All the elements necessary for a city-state to survive pre-existed urbanism by thousands of years: farmed crops, domestic animals, and artisans such as masons and toolmakers. Yet, states didn’t arise spontaneously even in those regions where sedentism was the rule – sedentism is not at conflict with foraging economies in biologically rich environments. Scott points out that all of the regions where early states arose – Upper Egypt, the Maya, the Yellow River, and southern Mesopotamia – shared some things in common: rising populations that were constrained by geography (such as deserts on each side) in such a way that made it difficult for residents just to walk away when some brigand called himself “king” and enforced his rule with a gang of thugs. The new rulers were able to force the bulk of local populations to labor to produce calorie surpluses that could be expropriated for urban dwellers. Outright slavery formed a large part of the labor force but even more important was taxation. Demanding taxes in the form of food forced farmers, under severe penalties in the case of non-payment, to work their land harder than they would if left to themselves. The very first city-states were Sumerian, and a Sumerian proverb (found on a clay tablet c.2400 BCE) says, “You can have a landlord, you can have a king, but the man to fear is the tax-collector.”

This is why grain became a staple crop. Unlike some other crops, fields of barley or wheat are impossible to hide and easy to quantify. Furthermore, one bushel of grain is pretty much like another making it ideal currency for taxation. Grain farming prevailed because governments demanded tax payments in grain. Taxation in turn required accountants and records, which promoted writing and the other trappings of civilization. Yet, except for the urban elites, civilization was so unattractive an existence that most of the world resisted it for a very long time. In 2000 BCE, notes Scott, states were “a mere smudge on the map of the ancient world and not much more than a rounding error in a total global population estimated at roughly 25 million…” Even at the height of the Roman Empire and its Chinese counterpart the vast majority of the world’s land surface was occupied by stateless peoples.
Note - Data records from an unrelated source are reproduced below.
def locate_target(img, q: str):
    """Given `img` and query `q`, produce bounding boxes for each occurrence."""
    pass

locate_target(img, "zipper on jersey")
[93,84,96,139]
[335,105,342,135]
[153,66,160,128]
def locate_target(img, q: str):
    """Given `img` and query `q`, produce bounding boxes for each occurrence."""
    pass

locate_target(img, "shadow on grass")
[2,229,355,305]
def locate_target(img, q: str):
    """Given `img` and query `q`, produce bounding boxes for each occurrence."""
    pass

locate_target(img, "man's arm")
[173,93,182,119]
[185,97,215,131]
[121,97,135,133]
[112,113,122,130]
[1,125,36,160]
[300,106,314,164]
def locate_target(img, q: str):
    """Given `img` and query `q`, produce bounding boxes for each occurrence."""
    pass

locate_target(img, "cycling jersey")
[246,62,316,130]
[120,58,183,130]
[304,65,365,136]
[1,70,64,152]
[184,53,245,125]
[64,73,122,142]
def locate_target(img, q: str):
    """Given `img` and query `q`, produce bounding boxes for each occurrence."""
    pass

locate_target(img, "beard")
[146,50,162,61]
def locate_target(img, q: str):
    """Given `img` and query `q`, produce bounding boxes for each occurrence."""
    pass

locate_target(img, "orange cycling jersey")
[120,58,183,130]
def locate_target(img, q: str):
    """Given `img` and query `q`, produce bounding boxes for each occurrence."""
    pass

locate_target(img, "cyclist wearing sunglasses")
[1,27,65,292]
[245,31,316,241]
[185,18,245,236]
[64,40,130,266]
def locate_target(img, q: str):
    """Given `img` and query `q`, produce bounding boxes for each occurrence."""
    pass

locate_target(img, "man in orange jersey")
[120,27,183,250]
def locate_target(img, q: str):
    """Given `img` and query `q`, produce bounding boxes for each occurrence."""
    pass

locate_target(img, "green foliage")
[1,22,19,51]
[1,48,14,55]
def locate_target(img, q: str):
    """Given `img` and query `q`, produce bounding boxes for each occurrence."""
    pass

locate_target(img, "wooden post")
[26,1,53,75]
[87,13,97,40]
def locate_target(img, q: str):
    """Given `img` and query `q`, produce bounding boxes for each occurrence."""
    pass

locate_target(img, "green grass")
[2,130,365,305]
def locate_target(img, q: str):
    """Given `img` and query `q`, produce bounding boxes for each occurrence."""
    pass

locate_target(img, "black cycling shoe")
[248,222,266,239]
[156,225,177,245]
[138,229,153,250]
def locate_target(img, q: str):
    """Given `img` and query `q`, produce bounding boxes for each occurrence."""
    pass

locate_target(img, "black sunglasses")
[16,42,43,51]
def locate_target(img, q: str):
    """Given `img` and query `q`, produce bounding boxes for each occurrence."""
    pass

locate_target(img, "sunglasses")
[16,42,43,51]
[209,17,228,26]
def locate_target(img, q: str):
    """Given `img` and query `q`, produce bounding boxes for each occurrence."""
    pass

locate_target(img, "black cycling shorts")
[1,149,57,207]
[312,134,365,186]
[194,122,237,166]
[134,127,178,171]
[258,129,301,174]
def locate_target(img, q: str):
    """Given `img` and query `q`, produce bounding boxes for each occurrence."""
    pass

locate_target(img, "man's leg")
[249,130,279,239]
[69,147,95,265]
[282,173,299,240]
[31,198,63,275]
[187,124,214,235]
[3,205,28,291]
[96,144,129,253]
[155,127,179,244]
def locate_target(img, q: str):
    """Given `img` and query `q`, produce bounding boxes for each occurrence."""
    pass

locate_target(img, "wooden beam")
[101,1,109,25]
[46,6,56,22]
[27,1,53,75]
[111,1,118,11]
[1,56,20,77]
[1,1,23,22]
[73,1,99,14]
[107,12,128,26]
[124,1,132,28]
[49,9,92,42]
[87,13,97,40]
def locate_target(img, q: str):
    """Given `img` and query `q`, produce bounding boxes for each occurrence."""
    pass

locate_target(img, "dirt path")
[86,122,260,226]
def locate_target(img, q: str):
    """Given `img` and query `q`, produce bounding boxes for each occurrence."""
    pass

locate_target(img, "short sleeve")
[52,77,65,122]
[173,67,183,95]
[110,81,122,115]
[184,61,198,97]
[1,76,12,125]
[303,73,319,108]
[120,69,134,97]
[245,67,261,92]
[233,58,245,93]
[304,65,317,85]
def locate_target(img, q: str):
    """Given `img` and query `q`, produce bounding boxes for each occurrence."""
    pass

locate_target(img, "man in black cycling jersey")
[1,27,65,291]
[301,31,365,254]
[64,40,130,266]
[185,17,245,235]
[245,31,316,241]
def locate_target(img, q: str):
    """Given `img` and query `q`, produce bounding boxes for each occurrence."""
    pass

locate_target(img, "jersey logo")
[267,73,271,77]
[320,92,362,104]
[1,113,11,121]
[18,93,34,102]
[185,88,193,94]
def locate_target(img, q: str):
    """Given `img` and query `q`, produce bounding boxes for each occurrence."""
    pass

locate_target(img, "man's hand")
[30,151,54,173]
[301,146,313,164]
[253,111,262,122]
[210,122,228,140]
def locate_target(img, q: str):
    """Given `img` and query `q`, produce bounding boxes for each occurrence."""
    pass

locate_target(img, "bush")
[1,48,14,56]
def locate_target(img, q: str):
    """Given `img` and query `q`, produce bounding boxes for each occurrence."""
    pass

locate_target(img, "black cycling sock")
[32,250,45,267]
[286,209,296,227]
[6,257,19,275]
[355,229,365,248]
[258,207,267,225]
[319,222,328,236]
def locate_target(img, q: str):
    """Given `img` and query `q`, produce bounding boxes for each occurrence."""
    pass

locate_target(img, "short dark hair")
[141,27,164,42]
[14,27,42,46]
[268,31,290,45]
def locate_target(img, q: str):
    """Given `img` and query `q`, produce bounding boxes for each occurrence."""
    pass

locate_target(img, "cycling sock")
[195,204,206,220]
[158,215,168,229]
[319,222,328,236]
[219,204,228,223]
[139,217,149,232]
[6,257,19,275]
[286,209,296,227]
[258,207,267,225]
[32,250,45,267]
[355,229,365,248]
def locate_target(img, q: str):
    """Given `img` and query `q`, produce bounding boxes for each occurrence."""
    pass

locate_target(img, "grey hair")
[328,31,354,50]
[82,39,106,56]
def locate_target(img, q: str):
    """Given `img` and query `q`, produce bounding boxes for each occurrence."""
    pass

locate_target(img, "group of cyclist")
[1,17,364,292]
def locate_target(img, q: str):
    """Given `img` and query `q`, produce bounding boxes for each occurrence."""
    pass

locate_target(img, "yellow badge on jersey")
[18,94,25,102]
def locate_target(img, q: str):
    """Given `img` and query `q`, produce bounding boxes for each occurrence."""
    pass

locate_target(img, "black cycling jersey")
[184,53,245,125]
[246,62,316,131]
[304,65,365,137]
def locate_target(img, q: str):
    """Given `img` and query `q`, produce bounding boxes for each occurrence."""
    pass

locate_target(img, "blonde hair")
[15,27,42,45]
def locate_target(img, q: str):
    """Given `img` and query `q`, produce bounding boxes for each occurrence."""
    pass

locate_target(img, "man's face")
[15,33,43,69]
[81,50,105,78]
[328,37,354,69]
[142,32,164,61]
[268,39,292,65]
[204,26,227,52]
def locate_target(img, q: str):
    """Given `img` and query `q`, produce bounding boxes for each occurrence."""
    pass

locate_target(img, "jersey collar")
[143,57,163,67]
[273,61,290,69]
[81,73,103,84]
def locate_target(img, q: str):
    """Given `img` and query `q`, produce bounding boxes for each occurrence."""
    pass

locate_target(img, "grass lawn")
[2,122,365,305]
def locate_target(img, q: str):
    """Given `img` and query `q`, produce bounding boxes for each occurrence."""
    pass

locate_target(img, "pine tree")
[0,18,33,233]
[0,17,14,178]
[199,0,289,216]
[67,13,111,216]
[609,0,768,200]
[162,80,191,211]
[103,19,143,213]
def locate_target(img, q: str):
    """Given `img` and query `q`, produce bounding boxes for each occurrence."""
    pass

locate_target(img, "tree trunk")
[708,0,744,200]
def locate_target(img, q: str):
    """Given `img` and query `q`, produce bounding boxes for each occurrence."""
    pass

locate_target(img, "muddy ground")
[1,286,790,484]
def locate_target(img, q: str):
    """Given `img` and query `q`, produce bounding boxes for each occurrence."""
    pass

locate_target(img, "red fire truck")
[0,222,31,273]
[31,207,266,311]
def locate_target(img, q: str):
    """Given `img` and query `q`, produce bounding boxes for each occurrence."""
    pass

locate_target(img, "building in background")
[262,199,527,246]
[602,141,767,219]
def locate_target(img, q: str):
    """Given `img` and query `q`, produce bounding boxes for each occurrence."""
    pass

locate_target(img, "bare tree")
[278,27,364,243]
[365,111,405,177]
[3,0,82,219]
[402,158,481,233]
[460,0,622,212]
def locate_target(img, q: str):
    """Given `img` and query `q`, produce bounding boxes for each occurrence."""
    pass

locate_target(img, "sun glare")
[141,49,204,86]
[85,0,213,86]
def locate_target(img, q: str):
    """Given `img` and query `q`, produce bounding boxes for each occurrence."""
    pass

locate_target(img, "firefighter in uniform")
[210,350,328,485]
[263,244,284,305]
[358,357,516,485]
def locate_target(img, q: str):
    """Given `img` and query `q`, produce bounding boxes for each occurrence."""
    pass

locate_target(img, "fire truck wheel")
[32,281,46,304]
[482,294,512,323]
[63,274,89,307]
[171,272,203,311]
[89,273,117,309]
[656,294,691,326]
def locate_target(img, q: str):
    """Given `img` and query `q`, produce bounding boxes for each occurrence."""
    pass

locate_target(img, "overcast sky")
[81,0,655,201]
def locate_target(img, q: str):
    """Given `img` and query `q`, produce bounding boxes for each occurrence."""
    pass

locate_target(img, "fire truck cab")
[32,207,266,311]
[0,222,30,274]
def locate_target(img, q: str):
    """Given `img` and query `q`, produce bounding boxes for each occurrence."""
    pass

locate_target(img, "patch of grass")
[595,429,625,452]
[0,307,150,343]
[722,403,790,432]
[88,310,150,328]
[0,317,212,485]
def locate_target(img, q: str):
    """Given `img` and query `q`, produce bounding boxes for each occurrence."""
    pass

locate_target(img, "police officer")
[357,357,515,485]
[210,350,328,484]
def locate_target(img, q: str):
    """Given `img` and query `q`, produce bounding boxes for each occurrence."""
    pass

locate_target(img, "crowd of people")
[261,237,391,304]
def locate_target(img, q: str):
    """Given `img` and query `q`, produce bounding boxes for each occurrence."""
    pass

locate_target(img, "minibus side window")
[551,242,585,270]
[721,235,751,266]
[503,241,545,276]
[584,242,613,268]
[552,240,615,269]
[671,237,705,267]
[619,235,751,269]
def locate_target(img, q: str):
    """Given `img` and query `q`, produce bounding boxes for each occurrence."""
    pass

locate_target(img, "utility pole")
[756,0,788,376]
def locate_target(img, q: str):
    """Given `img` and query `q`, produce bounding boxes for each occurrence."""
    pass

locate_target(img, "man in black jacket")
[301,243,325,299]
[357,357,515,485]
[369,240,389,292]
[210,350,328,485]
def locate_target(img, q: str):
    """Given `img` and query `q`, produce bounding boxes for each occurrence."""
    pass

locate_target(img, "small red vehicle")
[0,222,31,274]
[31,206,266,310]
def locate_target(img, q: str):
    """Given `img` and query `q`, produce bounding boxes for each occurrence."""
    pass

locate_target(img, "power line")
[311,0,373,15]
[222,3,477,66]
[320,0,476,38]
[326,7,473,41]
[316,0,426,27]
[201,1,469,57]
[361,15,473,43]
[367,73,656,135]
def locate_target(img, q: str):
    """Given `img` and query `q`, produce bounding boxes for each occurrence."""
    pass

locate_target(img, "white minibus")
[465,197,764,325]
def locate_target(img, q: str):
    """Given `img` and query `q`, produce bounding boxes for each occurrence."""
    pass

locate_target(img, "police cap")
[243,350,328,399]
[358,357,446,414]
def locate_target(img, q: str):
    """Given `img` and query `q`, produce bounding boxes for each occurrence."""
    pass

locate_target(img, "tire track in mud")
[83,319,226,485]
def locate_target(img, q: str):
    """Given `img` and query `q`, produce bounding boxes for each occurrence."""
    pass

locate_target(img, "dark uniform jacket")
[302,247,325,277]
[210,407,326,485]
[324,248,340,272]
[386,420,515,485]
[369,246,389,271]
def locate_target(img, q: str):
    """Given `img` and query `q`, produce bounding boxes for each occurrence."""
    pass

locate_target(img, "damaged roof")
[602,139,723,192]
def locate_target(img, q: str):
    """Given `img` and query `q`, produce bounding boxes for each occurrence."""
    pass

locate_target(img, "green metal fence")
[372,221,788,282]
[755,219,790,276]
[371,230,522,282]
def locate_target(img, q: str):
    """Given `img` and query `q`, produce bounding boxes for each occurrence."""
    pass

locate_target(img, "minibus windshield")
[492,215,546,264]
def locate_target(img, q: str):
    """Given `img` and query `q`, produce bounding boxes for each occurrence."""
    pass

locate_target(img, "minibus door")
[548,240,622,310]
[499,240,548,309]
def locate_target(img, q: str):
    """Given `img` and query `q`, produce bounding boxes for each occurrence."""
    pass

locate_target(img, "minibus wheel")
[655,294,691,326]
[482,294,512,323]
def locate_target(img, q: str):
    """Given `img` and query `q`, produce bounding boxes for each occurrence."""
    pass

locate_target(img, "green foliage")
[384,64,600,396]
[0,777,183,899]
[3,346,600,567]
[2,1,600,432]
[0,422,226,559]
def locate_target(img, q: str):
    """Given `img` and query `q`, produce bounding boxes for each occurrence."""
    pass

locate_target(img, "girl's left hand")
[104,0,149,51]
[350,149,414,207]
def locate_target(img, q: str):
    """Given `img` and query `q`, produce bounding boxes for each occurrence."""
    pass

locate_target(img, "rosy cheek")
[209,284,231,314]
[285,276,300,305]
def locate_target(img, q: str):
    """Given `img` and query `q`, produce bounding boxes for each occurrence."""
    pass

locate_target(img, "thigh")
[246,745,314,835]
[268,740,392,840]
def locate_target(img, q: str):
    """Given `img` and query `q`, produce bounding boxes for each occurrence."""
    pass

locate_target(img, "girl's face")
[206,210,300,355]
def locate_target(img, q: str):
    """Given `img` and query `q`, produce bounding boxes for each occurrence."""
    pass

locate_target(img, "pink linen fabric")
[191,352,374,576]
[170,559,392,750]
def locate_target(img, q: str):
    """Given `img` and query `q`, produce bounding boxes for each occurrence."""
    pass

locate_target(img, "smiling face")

There is no denying the demographic and military advantages that accrued over time to civilized states, which eventually let them spread over the habitable land area of the earth so that now there is no escaping them – but this did take time. Personally, I’m mostly OK with civilization in its current form and would like to see more of it. I like my permanent home and the farmed foods in my refrigerator, though come tax-time I still agree with that grumbling Sumerian. But it is worth remembering the brutal origins of civilization in the first urban states, and what a price was paid for it by our ancestors. The Sumerians have a lot for which to answer.